Syncing to Unity Catalog
This document walks through the steps to register an Apache XTable™ (Incubating) synced Delta table in Unity Catalog on Databricks and open-source Unity Catalog.
Pre-requisites (for Databricks Unity Catalog)
- Source table(s) (Hudi/Iceberg) already written to external storage locations like S3/GCS/ADLS. If you don't have a source table written in S3/GCS/ADLS, you can follow the steps in this tutorial to set it up.
- Setup connection to external storage locations from Databricks.
- Create a Unity Catalog metastore in Databricks as outlined here.
- Create an external location in Databricks as outlined here.
- Clone the Apache XTable™ (Incubating) repository and create the
xtable-utilities_2.12-0.2.0-SNAPSHOT-bundled.jar
by following the steps on the Installation page
Pre-requisites (for open-source Unity Catalog)
- Source table(s) (Hudi/Iceberg) already written to external storage locations like S3/GCS/ADLS or local. In this guide, we will use the local file system. But for S3/GCS/ADLS, you must add additional properties related to the respective cloud object storage system you're working with as mentioned here
- Clone the Unity Catalog repository from here and build the project by following the steps outlined here
Steps
Running sync
Create my_config.yaml
in the cloned Apache XTable™ (Incubating) directory.

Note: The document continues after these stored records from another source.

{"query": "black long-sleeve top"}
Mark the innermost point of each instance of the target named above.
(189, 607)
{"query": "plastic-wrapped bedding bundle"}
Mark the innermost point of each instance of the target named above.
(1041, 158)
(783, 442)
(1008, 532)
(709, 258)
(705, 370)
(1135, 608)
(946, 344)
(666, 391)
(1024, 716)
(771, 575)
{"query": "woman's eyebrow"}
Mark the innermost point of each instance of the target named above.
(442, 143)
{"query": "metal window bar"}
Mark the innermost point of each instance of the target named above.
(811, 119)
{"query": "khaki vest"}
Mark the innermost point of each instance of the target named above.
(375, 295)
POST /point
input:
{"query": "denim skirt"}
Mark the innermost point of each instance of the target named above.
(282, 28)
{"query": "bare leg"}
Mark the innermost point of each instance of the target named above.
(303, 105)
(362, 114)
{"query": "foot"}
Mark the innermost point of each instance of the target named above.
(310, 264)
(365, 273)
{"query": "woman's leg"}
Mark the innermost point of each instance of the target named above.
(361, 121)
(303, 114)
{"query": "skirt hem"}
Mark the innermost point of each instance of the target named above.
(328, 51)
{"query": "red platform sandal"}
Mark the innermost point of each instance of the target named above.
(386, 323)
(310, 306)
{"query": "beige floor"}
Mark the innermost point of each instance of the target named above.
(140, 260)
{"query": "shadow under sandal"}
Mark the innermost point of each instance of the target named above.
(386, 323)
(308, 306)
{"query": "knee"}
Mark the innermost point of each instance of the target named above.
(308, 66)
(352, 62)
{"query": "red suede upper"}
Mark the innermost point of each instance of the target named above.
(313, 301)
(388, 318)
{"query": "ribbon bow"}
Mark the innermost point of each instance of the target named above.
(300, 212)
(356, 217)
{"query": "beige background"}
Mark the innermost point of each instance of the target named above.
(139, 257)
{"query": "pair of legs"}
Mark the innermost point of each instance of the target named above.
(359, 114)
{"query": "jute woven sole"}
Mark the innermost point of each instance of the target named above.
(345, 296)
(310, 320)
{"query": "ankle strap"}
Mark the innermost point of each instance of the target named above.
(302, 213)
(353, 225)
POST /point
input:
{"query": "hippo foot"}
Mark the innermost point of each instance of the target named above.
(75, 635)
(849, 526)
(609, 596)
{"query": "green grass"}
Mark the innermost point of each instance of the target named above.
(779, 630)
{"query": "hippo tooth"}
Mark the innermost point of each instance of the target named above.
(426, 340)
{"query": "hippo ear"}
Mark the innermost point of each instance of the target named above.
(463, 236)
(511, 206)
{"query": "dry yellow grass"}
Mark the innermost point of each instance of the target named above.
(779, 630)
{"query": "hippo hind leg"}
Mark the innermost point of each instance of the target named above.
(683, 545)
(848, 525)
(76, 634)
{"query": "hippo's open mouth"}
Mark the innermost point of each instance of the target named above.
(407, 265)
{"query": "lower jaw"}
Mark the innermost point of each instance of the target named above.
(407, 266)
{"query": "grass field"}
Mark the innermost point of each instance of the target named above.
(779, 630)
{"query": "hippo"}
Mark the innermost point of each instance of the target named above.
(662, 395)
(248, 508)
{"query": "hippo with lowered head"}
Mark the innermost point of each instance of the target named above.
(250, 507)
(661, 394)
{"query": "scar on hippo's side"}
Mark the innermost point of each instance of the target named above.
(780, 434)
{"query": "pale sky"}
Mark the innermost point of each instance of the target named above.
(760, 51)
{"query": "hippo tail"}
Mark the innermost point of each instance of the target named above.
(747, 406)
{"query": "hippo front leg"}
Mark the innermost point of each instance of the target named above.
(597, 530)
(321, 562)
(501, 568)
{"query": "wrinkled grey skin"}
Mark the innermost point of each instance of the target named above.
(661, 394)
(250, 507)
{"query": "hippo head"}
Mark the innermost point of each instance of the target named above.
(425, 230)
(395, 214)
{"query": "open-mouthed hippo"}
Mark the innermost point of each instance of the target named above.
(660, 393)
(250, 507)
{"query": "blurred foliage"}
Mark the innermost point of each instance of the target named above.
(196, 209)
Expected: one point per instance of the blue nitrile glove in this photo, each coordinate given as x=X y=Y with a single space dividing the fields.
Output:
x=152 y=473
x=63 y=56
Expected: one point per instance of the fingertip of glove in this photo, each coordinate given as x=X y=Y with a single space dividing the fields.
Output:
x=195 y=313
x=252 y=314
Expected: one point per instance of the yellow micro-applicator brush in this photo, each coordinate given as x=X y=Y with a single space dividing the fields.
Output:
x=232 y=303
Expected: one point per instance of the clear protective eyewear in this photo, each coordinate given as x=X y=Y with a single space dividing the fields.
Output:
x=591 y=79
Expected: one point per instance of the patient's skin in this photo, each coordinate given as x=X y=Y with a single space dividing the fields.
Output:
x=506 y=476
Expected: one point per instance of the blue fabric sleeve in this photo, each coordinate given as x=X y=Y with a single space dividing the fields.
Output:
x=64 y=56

sourceFormat: HUDI|ICEBERG # choose only one
targetFormats:
- DELTA
datasets:
-
tableBasePath: s3://path/to/source/data
tableName: table_name
partitionSpec: partitionpath:VALUE # you only need to specify partitionSpec for HUDI sourceFormat
- Replace
s3://path/to/source/data
togs://path/to/source/data
if you have your source table in GCS andabfss://<container-name>@<storage-account-name>.dfs.core.windows.net/<path-to-data>
if you have your source table in ADLS. - And replace with appropriate values for
sourceFormat
, andtableName
fields.
From your terminal under the cloned Apache XTable™ (Incubating) directory, run the sync process using the below command.
java -jar xtable-utilities/target/xtable-utilities_2.12-0.2.0-SNAPSHOT-bundled.jar --datasetConfig my_config.yaml
At this point, if you check your bucket path, you will be able to see _delta_log
directory with
00000000000000000000.json which contains the logs that helps query engines to interpret the source table as a Delta table.
Register the target table in Databricks Unity Catalog
(After making sure you complete the pre-requisites mentioned for Databricks Unity Catalog above) In your Databricks workspace, under SQL editor, run the following queries.
CREATE CATALOG xtable;
CREATE SCHEMA xtable.synced_delta_schema;
CREATE TABLE xtable.synced_delta_schema.<table_name>
USING DELTA
LOCATION 's3://path/to/source/data';
Replace s3://path/to/source/data
to gs://path/to/source/data
if you have your source table in GCS
and abfss://<container-name>@<storage-account-name>.dfs.core.windows.net/<path-to-data>
if you have your source table in ADLS.
Validating the results
You can now see the created delta table in Unity Catalog under Catalog as <table_name>
under
synced_delta_schema
and also query the table in the SQL editor:
SELECT * FROM xtable.synced_delta_schema.<table_name>;
Register the target table in open-source Unity Catalog using the CLI
(After making sure you complete the pre-requisites mentioned for open-source Unity Catalog above) In your terminal start the UC server by following the steps outlined here
In a different terminal, run the following commands to register the target table in Unity Catalog.
bin/uc table create --full_name unity.default.people --columns "id INT, name STRING, age INT, city STRING, create_ts STRING" --storage_location /tmp/delta-dataset/people
Validating the results
You can now read the table registered in Unity Catalog using the below command.
bin/uc table read --full_name unity.default.people
Conclusion
In this guide we saw how to,
- sync a source table to create metadata for the desired target table formats using Apache XTable™ (Incubating)
- catalog the data in Delta format in Unity Catalog on Databricks, and also open-source Unity Catalog
- query the Delta table using Databricks SQL editor, and open-source Unity Catalog CLI.